From Images to Physics: Probabilistic Inference of Galaxy Parameters and Emission Lines via VAE & Normalizing Flows

TL;DR

The paper addresses the challenge of inferring galaxy physical properties and emission-line fluxes from imaging data, offering calibrated probabilistic posteriors rather than point estimates. It introduces a VAE–NF framework where a VAE encodes images into latent features that are fed into two conditional normalizing flows to jointly infer core properties (Mstar, SFR, z, MBH, metallicity) and emission-line fluxes, using a training dataset of SDSS galaxies with z ≤ 0.3. The approach yields strong accuracy (e.g., Mstar, z, metallicity, and Balmer lines) and provides first probabilistic MBH mass estimates from imaging, while delivering 100× faster inference than traditional SED fitting. This scalable, physics-informed pipeline enables spectroscopy-free diagnostics for upcoming surveys such as Roman Space Telescope and Rubin LSST, with calibrated posteriors and preserved parameter correlations.

Abstract

We introduce a Variational Autoencoder (VAE)--Normalizing Flow (NF) framework for rapid probabilistic inference of galaxy properties and emission line fluxes at $z \leq 0.3$ from SDSS \textit{gri} imaging and photometry. Our model probabilistically infers stellar mass, star formation rate (SFR), redshift, gas-phase metallicity, and central black hole mass for a given galaxy. The model accruacy matches current non-spectroscopic methods for stellar mass and redshift, surpasses them for SFR and metallicity, and introduces the first probabilistic central black hole mass estimates from imaging + photometry.
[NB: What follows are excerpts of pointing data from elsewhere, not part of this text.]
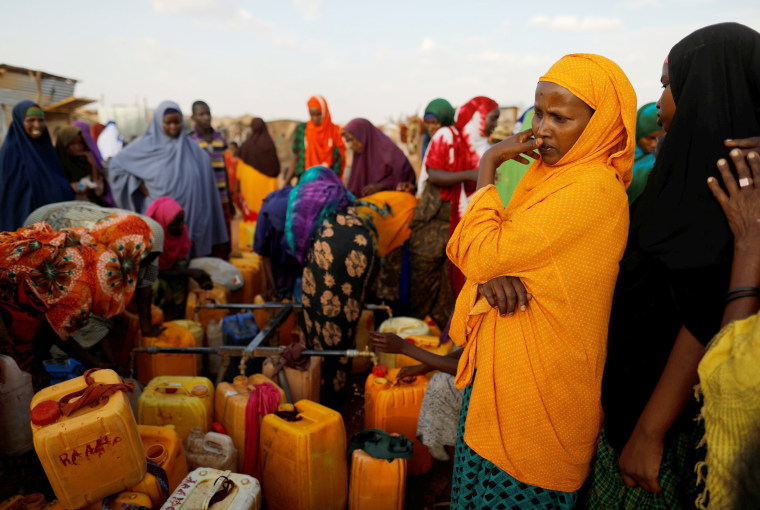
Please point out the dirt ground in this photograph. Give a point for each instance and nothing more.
(424, 492)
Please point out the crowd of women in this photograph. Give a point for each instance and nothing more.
(581, 264)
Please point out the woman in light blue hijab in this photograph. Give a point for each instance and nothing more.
(165, 162)
(647, 132)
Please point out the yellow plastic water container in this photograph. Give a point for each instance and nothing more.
(184, 402)
(198, 296)
(196, 328)
(94, 451)
(164, 447)
(304, 460)
(154, 365)
(376, 484)
(429, 343)
(393, 405)
(233, 491)
(151, 486)
(229, 407)
(16, 393)
(403, 327)
(303, 384)
(434, 329)
(251, 268)
(246, 233)
(121, 501)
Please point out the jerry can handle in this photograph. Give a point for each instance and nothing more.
(166, 385)
(212, 446)
(222, 485)
(92, 394)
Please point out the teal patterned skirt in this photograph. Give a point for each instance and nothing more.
(480, 484)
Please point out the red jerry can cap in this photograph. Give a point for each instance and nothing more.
(46, 413)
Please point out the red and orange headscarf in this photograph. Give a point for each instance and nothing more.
(320, 141)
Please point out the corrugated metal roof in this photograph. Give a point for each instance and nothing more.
(68, 105)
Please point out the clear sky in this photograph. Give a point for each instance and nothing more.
(373, 59)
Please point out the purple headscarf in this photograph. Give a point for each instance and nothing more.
(379, 161)
(85, 129)
(318, 195)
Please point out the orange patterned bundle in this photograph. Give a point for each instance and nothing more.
(68, 274)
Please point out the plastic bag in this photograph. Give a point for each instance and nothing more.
(220, 271)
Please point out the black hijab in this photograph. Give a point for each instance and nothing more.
(680, 248)
(259, 151)
(715, 81)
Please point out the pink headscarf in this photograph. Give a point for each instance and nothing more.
(164, 210)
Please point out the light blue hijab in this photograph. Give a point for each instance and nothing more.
(171, 167)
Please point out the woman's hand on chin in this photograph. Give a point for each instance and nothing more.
(515, 147)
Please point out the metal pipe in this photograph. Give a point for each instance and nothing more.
(274, 305)
(258, 352)
(271, 326)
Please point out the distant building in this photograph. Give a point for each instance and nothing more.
(55, 94)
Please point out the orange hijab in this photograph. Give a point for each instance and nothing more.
(320, 141)
(609, 138)
(535, 409)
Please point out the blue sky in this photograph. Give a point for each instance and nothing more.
(378, 60)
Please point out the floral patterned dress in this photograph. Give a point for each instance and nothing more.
(335, 278)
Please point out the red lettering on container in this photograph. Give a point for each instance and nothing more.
(91, 449)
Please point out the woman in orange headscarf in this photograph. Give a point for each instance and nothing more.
(317, 142)
(533, 314)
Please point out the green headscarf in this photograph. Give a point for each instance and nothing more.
(510, 172)
(646, 121)
(443, 110)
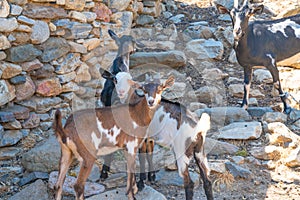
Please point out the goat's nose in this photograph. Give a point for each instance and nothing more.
(151, 102)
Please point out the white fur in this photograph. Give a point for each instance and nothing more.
(131, 146)
(283, 25)
(272, 59)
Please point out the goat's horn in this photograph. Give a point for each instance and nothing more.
(236, 3)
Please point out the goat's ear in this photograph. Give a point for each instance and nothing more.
(114, 37)
(256, 9)
(169, 82)
(222, 9)
(139, 44)
(106, 74)
(133, 84)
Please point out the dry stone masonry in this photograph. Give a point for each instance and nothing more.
(50, 55)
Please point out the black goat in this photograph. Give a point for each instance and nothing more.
(263, 43)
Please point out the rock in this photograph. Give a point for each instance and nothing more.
(103, 12)
(77, 48)
(147, 193)
(45, 72)
(214, 74)
(7, 92)
(217, 166)
(32, 122)
(28, 178)
(46, 104)
(9, 70)
(201, 49)
(237, 90)
(267, 153)
(22, 53)
(281, 135)
(13, 125)
(262, 76)
(4, 43)
(221, 116)
(258, 111)
(75, 4)
(43, 158)
(20, 79)
(119, 5)
(241, 131)
(82, 73)
(238, 159)
(210, 95)
(91, 44)
(10, 137)
(4, 12)
(8, 24)
(169, 58)
(76, 30)
(40, 32)
(70, 63)
(237, 171)
(54, 48)
(31, 65)
(7, 153)
(78, 16)
(89, 189)
(48, 87)
(65, 78)
(25, 90)
(25, 20)
(163, 45)
(15, 10)
(215, 147)
(36, 190)
(144, 19)
(6, 117)
(44, 12)
(293, 160)
(19, 112)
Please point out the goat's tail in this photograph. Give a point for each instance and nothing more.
(57, 126)
(203, 124)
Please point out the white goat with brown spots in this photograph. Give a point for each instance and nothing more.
(89, 133)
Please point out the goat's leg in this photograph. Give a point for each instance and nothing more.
(65, 162)
(276, 81)
(202, 163)
(142, 159)
(85, 169)
(150, 149)
(188, 184)
(131, 188)
(247, 84)
(106, 166)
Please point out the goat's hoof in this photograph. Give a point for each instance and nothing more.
(141, 185)
(151, 177)
(288, 110)
(103, 176)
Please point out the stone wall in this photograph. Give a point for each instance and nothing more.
(51, 52)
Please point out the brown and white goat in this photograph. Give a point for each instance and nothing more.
(89, 133)
(174, 126)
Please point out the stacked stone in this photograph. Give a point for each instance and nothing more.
(50, 53)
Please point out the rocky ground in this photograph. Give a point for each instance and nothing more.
(259, 168)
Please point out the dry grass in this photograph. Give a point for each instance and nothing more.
(226, 179)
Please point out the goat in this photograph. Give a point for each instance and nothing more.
(126, 46)
(174, 126)
(263, 43)
(88, 133)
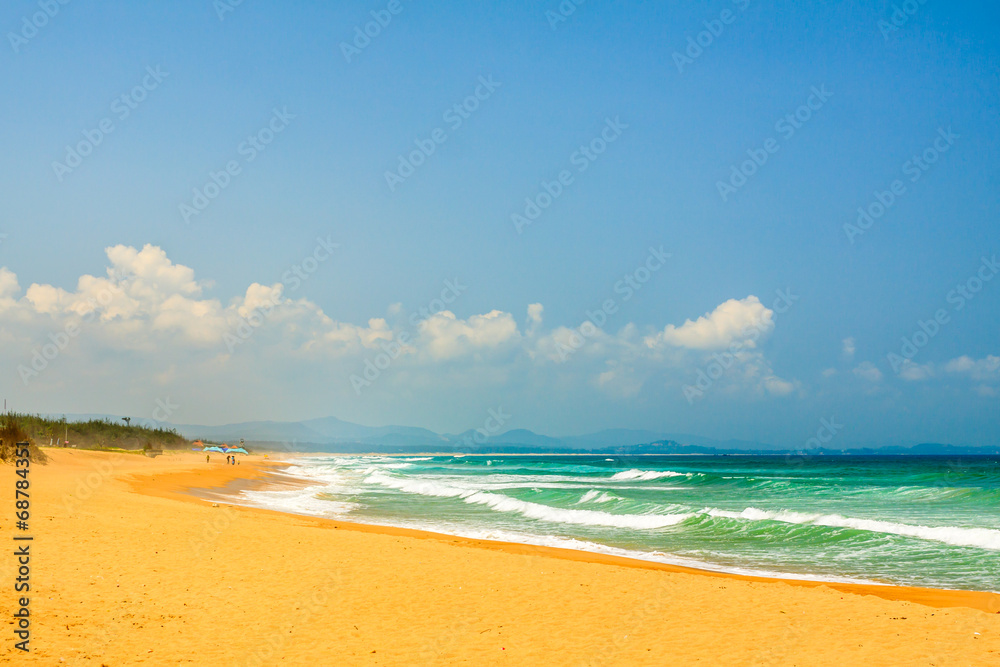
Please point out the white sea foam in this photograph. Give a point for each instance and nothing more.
(502, 503)
(597, 496)
(647, 475)
(983, 538)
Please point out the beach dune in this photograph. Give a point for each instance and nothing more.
(129, 566)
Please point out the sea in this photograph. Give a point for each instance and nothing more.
(904, 520)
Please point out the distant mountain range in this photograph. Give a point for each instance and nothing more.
(328, 434)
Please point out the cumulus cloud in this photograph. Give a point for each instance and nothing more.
(915, 372)
(985, 369)
(866, 370)
(736, 321)
(445, 336)
(153, 320)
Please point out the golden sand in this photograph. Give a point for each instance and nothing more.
(129, 569)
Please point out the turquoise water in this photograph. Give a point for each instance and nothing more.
(925, 521)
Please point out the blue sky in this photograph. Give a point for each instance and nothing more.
(163, 332)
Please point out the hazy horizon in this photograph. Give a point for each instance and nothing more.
(735, 220)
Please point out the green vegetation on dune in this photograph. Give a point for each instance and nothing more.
(12, 433)
(94, 434)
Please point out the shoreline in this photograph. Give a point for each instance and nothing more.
(267, 478)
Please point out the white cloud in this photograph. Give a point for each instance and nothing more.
(152, 324)
(985, 369)
(777, 386)
(867, 371)
(915, 372)
(735, 321)
(445, 336)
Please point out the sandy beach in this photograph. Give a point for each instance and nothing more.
(131, 566)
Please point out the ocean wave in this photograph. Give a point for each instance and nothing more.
(647, 475)
(502, 503)
(597, 496)
(983, 538)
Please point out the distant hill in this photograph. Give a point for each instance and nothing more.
(333, 434)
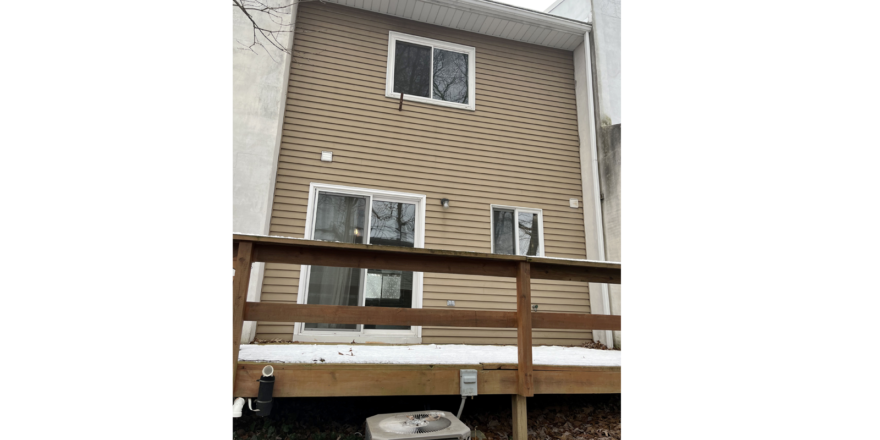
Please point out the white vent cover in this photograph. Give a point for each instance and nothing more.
(422, 425)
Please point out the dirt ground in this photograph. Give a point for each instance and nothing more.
(562, 417)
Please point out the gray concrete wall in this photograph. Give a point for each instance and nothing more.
(259, 89)
(611, 183)
(607, 35)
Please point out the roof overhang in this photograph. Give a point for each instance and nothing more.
(483, 17)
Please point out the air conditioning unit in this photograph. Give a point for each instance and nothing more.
(422, 425)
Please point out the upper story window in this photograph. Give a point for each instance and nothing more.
(517, 231)
(430, 71)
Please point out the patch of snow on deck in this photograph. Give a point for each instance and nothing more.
(426, 355)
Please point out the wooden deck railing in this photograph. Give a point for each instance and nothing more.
(247, 250)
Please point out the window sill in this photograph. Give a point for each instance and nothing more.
(438, 102)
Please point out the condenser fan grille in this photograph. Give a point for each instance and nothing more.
(417, 423)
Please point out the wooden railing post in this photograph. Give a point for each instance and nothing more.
(520, 421)
(525, 386)
(239, 298)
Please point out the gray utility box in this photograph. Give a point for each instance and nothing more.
(468, 383)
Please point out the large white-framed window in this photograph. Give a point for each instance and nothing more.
(365, 216)
(517, 231)
(431, 71)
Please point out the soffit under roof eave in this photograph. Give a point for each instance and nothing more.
(483, 17)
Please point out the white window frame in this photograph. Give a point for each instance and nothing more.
(414, 335)
(394, 37)
(516, 211)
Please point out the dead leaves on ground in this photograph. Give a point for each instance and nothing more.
(604, 422)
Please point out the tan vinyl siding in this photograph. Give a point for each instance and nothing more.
(519, 148)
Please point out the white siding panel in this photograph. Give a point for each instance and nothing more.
(432, 14)
(489, 25)
(517, 28)
(527, 33)
(426, 11)
(474, 22)
(539, 36)
(451, 17)
(442, 16)
(571, 43)
(410, 8)
(548, 38)
(555, 40)
(463, 20)
(456, 20)
(508, 29)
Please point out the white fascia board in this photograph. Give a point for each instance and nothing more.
(515, 14)
(553, 6)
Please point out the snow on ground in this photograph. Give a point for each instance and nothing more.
(426, 355)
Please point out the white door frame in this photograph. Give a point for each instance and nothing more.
(383, 336)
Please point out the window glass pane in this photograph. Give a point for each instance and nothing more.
(529, 238)
(389, 288)
(391, 224)
(340, 218)
(412, 69)
(337, 218)
(450, 76)
(503, 235)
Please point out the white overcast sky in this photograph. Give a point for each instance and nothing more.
(538, 5)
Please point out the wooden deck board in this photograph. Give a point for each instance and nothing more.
(336, 380)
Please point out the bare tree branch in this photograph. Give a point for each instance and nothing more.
(280, 16)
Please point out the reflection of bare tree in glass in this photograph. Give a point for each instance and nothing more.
(393, 224)
(340, 219)
(450, 76)
(529, 239)
(412, 69)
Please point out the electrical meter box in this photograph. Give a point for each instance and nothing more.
(468, 383)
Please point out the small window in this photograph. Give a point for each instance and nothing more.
(517, 231)
(430, 71)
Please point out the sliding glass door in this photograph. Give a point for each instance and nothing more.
(340, 218)
(344, 218)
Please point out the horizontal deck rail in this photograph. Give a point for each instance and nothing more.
(423, 317)
(247, 249)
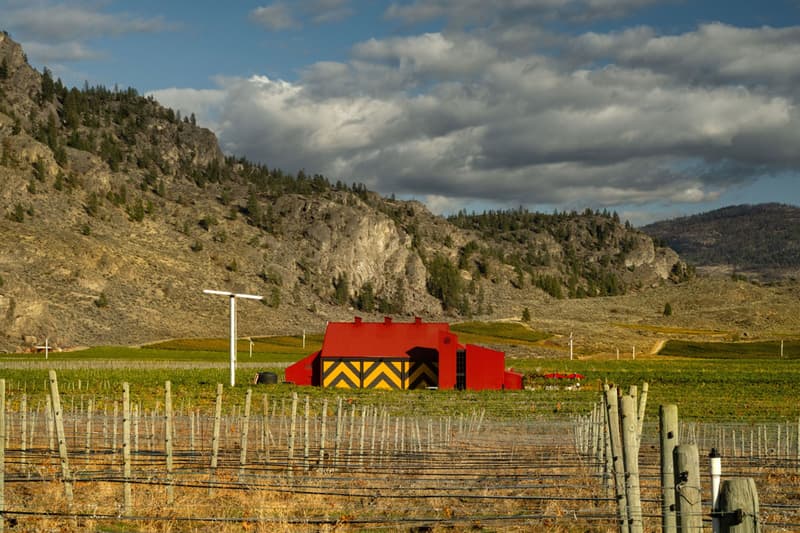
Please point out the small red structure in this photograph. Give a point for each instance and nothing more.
(389, 355)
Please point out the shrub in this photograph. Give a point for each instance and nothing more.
(102, 300)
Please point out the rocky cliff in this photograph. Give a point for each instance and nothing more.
(117, 213)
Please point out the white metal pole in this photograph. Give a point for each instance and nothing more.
(716, 475)
(232, 296)
(570, 346)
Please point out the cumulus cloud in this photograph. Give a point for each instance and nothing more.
(60, 23)
(471, 11)
(56, 32)
(204, 103)
(714, 54)
(276, 16)
(283, 16)
(419, 116)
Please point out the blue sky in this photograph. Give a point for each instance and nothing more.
(651, 108)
It also delivers probabilistic estimates of H$α$, H$β$, [N~\textsc{ii}], and [O~\textsc{iii}] emission line fluxes directly from imaging, enabling SFR, metallicity, dust, and AGN/shock diagnostics without spectroscopy. This approach opens new pathways for scalable, physics-informed inference in upcoming surveys such as Roman and Rubin LSST.

Figures (5)

• Figure 1: VAE–NF hybrid architecture
• Figure 2: Predicted versus true values for galaxy properties and emission-line fluxes. Each panel compares model predictions against ground truth, with the dashed red line indicating the one-to-one relation.
• Figure 3: Perturbational decoding of redshift and SFR of a representative galaxy. As we increase redshift, we see the galaxy getting smaller and farther away. As we decrease SFR, we see the galaxy obtaining a yellower bulge which is a common characteristic of galaxies with lower SFR.
• Figure 4: UMAP embeddings of galaxies when only images are used (a, c) and when images are combined with photometric information (b,d) for stellar mass and mass of central Black hole. For both cases, photometry significantly helps distinguish high mass and low mass cases in UMAP embeddings highlighting photometry's role in parameter inference.
• Figure 5: Posterior distributions for a representative galaxy. Diagonal panels show marginalized 1D posteriors; off-diagonals show 2D contours. (a) Correlations between stellar mass, SFR, and redshift. (b) Joint posterior over emission-line fluxes (log$(1+\mathrm{flux})$ units).